Image: State Library NC/creative commons
As the ad above from The Fifties demonstrates, North Carolina’s Research Triangle Park (RTP) has long been positioning itself as a hub for high tech innovation. New figures suggest that it is now at the forefront of one of the most critical sectors for long-term sustainability, namely the development of a truly smart electrical grid. In fact, the Research Triangle Research Partnership reports that there are 60% more firms in RTP working on smart grid related technology than there were just two years ago:
The Research Triangle Regional Partnership (RTRP) released findings today showing the smart grid sector in the Triangle region has 60 percent more firms now than previously known just two years ago. Ninety-six smart grid companies were identified in the Triangle, up from 59 in 2011. The total count is 200 firms when including companies that specialize in efficient water management and efficient transportation. Fourteen percent of those companies have been established in the last five years, suggesting rapid growth in one of the main sectors of the cleantech industry in the region.

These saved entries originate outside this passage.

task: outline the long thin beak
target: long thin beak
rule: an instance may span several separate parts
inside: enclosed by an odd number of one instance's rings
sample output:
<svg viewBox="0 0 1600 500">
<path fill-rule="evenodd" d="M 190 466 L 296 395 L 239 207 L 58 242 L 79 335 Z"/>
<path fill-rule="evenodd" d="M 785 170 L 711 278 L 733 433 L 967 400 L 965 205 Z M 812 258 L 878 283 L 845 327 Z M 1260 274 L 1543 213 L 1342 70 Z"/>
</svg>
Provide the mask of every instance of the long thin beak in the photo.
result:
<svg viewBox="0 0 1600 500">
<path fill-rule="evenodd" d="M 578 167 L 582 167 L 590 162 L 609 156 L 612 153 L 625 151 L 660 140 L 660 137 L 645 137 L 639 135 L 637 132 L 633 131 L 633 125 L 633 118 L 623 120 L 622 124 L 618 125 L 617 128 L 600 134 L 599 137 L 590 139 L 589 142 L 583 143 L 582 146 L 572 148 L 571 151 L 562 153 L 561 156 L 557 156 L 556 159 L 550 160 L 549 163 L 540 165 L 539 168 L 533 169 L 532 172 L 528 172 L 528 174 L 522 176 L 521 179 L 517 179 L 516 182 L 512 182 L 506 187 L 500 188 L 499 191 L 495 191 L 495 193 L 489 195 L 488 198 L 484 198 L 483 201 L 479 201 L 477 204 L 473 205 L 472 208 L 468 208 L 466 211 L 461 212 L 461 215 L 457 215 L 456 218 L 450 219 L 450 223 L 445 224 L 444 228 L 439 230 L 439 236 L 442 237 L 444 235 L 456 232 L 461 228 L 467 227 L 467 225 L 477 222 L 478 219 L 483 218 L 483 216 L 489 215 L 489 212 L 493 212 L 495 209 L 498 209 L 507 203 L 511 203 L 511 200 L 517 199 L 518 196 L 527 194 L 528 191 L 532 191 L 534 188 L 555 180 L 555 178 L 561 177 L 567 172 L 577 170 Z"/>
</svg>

The development of “smart grid” technology has been much hyped in recent years, and can be loosely categorized as the evolution of the electrical grid from a centralized model to a decentralized one, where supply and demand are managed through real time communication between producers and consumers.
From decentralized renewable energy generation to “smart meters”‘;and appliances which can turn on and off based on the supply (and cost!) of electricity, there are obviously many pieces to the smart grid puzzle, and there are a growing cluster of businesses working on all aspects of that puzzle in the Triangle area. Citing the example of Semprius, a solar energy manufacturer which has an R&D department in RTP itself and a manufacturing facility in Vance County, RTRP CEO Charles Hayes argued that the benefits of this clean tech growth are rippling out throughout the region:
“The RTRP – comprised of economic development agencies and a wide range of public and private partners to market the Triangle region for new jobs and investment – is the organization that recognized cleantech as an economic strength in this region and organized a program to leverage and grow this vibrant part of our economy. Economies are regional and the RTRP’s efforts to increase our competitiveness and unite communities are centered around a shared vision to bring opportunity to all citizens, in urban and rural communities.”
As the example of Silicon Valley in California shows, there’s a huge advantage in clustering businesses based on a collective interest. Not only does this benefit the region itself, but potential synergies and collaborations borne out of physical proximity mean that technological development can accelerate too.